Opposition aux biocarburants

Nous sommes opposés aux agrocarburants, pas aux biocarburants. Le pétrole est un biocarburant, qui est issu de restes végétaux d’il y a 200 millions d’années. C’est pour cela qu’on refuse de parler de biocarburants, pour parler d’agrocarburants, quand on parle de carburants agricoles.

Ce n’est pas la panacée...

Il y a beaucoup d’organisations qui contestent la production d’agrocarburants. Sur plusieurs niveaux. Ils ne sont pas du tout rentables sur le plan énergétique, car si l’on veut faire de l’énergie, cela ne doit pas coûter plus d’énergie.
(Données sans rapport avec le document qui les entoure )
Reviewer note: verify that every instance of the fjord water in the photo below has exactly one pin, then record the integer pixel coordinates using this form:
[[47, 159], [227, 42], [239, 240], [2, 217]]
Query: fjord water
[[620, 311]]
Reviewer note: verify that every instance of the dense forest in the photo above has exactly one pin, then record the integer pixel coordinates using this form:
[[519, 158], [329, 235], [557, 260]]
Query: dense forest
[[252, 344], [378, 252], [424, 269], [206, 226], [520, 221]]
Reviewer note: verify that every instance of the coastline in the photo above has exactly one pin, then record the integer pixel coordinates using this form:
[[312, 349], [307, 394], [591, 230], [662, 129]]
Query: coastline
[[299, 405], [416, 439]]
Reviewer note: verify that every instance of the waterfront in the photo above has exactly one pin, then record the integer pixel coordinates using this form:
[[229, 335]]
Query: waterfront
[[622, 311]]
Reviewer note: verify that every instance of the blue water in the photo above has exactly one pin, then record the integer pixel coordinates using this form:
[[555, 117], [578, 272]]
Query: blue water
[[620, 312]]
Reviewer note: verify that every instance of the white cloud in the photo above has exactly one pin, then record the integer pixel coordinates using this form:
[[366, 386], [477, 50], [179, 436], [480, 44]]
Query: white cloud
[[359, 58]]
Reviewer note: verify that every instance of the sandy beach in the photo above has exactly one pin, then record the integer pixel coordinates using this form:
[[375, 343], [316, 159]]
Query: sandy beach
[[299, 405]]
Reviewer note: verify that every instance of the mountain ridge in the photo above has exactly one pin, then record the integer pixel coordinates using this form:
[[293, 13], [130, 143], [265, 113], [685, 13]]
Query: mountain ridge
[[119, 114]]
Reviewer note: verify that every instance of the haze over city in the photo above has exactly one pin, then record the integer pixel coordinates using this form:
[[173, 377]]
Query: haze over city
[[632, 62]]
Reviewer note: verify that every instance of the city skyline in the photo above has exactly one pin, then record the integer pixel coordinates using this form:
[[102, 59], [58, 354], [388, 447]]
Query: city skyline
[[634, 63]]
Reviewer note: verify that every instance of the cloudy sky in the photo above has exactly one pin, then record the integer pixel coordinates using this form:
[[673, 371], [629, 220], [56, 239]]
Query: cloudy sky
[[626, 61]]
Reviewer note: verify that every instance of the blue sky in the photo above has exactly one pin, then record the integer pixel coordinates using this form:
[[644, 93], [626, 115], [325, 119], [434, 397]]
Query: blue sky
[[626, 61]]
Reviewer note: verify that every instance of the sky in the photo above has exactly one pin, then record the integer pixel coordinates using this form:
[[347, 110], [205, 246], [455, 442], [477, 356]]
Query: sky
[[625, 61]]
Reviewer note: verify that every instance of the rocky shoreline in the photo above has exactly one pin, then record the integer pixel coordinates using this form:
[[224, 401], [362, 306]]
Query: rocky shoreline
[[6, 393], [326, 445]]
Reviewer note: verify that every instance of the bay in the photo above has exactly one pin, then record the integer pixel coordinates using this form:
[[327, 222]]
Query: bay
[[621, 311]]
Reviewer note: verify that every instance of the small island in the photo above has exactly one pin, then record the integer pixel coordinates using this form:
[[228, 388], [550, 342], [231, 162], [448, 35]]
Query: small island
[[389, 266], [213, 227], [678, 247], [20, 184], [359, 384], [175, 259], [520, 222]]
C’est le cas pour l’éthanol de maïs, par exemple, dont le rendement est inférieur à 1. Donc, c’est stupide, malheureusement, parce que cela se fait en Europe, et surtout aux Etats-Unis, où l’on injecte des fonds publics pour le produire. Et les autres carburants agricoles ne sont pas meilleurs. Hormis la canne à sucre, qui est un bon carburant agricole, mais dont il faut savoir dans quelles conditions on le produit. Pour le moment, cela se fait dans de très grandes plantations au Brésil, qui vont aussi détruire ce qui reste de la forêt ou des grandes steppes là-bas. Et cela se fait dans des plantations industrielles, pas du tout en faveur des millions des paysans sans terres de ce pays. C’est donc aussi, une question sociale et environnementale là-bas, mais aussi une question énergétique surtout. Et il faut débattre de cette question, énergétique, économique, et ensuite environnementale et sociale des agrocarburants. Et sur ces quatre plans, on est très critiques.